Question #37681

1 Answer
Dec 20, 2014

242 Hz.

Explanation:

Solution : The frequency of the first wire must be 242 Hz.

Explanation : Solving this problem requires knowing the following concepts,

  • Speed of propagation of a wave in a string : When a string of linear mass density (mass per unit length) \mu is held at a tension of T, waves in the string propagate at a speed given by,
    \qquad \qquad \qquad \qquad \qquad \qquad \qquad \qquad \qquad v=\sqrt{ T/\mu}
    Since the tension (T) of the wire is held constant the speed of propagation of the wave along the string (v) is also a constant.

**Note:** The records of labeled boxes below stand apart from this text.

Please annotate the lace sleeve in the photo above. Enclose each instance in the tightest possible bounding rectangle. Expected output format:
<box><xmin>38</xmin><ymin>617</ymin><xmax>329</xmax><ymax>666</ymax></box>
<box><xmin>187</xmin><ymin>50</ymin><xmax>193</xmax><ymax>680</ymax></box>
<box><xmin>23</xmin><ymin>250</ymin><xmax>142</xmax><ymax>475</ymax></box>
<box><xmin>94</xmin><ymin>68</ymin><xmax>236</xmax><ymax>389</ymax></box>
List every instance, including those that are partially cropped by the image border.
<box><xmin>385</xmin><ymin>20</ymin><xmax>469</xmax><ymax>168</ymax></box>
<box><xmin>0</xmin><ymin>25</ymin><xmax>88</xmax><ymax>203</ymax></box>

  • Standing Waves & Harmonics : The wavelength and frequencies of the various modes of standing waves (harmonics) are related to the string length (L) as:
    \qquad \lambda_n = (2L)/n; \qquad f_n=v/\lambda_n=n(v)/(2L)=(n)/(L).(v)/(2)

Because v is a constant, the frequency of a particular mode (f_n) depends only on the string length (L). A shorter string produces a higher frequency while a long string produces a lower frequency.

f_n(L_1) = n/L_1.v/2; \qquad f_n(L_2) = n/L_2.v/2; \qquad (f_n(L_1))/(f_n(L_2))=L_2/L_1 - (1)

  • Formation of Beats : Beats form as a result of the superposition of two waves that differ slightly in their frequencies. The beat frequency is equal to the frequency difference between the interacting waves.

\qquad \qquad \qquad \qquad \qquad \qquad f_{beat}=|f_{test}-f_{ref}|

This Problem : Let f_o be the frequency of the reference string, which is what we are interested in finding.

As the length of the test string increases from L_1=120 cm to L_2=122 cm, its frequency decreases from f_1 to f_2.

From Equation (1) : f_1/f_2=L_2/L_1 = (122 cm)/(120 cm) = 61/60 - (2)

Since there are two beats produced in both cases, the reference frequency f_o must be 2 Hz lower than f_1 and 2 Hz higher than f_2.\qquad \qquad f_1 = f_{o}+2; \qquad f_2=f_o-2;

\qquad \qquad \qquad f_1/f_2=(f_o + 2)/(f_o - 2) - (3)

Comparing Equations (2) & (3), \qquad (f_o + 2)/(f_o - 2) = 60/61.

Solving this equation for f_o we get f_o = 242 Hz.